Re: Delta Compression and UTF-8 Header Values from Poul-Henning Kamp on 2013-02-09 (ietf-http-wg@w3.org from January to March 2013)

From: Poul-Henning Kamp <phk@phk.freebsd.dk>
Date: Sat, 09 Feb 2013 22:09:31 +0000
To: "Adrien W. de Croy" <adrien@qbik.com>
cc: "Willy Tarreau" <w@1wt.eu>, "Martin Nilsson" <nilsson@opera.com>, "ietf-http-wg@w3.org" <ietf-http-wg@w3.org>
Message-ID: <77593.1360447771@critter.freebsd.dk>

Content-Type: text/plain; charset=ISO-8859-1
--------
In message <emf3ec6632-2c7a-491d-9db4-ad235e66f19c@bombed>, "Adrien W. de Croy"
 writes:

>>This is exactly what you want to avoid when comparing with lots of strings.
>>It's generally more efficient to first compare lengths, then byte per byte
>>only if lengths match.

>I guess we're talking about length-prefixed data in this context though 
>so it would be an available optimisation.

The optimization is usually even greater than that[1].

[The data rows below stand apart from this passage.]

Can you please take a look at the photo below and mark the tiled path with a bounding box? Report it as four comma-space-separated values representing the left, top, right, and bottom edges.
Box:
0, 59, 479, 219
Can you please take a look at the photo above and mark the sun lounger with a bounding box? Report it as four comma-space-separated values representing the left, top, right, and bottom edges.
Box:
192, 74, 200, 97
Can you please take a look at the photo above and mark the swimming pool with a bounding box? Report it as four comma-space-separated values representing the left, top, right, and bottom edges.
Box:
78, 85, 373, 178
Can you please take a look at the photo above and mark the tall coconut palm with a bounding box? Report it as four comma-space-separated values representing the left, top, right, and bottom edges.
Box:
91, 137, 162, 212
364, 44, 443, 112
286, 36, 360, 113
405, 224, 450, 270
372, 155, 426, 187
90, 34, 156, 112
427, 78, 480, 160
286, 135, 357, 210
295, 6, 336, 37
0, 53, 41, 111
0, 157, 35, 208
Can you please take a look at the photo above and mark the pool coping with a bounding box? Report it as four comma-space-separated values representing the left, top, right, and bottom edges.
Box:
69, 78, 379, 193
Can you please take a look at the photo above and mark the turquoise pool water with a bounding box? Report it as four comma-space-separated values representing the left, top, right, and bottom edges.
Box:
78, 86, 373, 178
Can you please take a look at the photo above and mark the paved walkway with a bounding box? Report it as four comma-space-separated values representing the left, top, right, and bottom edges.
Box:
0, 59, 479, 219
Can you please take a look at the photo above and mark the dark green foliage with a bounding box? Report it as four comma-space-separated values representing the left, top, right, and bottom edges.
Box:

The str{n}cmp() family is forced to do byte-by-byte comparisons,
because the terminating NUL may be the last accessible byte in
virtual memory, so use of any wider type might trigger an "unwarranted"
page fault or segmentation violation.

If you know the strings to be long, you can sometimes amortize the
cost of checking if you are safely inside a VM page, but it is rarely
a useful general optimization.

Memcmp() having been told up front how many bytes it can assume are
valid to access, can use wider types to reduce number of instructions
speeding things up.  The memory system usually has byte-steering
logic which means that the number of memory operations for data is
the same in either case.

Compare for instance:
	http://svnweb.freebsd.org/base/head/lib/libc/arm/string/strncmp.S?revision=194585&view=markup

to:
	http://svnweb.freebsd.org/base/head/lib/libc/arm/string/memcmp.S?revision=137464&view=markup

The "identical alignment" requirement is caused by the ARM architectures
strong alignment, but it is worth keeping in mind also in protocol design:
It may be very profitable in speed to align and pad all strings to 16 or
even 32 bits.

Poul-Henning

[1] I wrote an article related to this some time ago:
	http://queue.acm.org/detail.cfm?id=2010365

[2] One protocol I helped improve originally had a string representation
    which paid attention to this:

	{
	uint16_t	length;
	uint16_t	__pad;
	uint32_t	data[];
	}

    But we still shaved about 20% CPU time, by turning the '__pad' word
    into a simple hash of the string:  It eliminated almost all full
    string comparisons.

    As much as I like this trick, I'm not sure I see many places in
    HTTP/2 where it would make much of a difference.

-- 
Poul-Henning Kamp       | UNIX since Zilog Zeus 3.20
phk@FreeBSD.ORG         | TCP/IP since RFC 956
FreeBSD committer       | BSD since 4.3-tahoe    
Never attribute to malice what can adequately be explained by incompetence.

Received on Saturday, 9 February 2013 22:09:56 UTC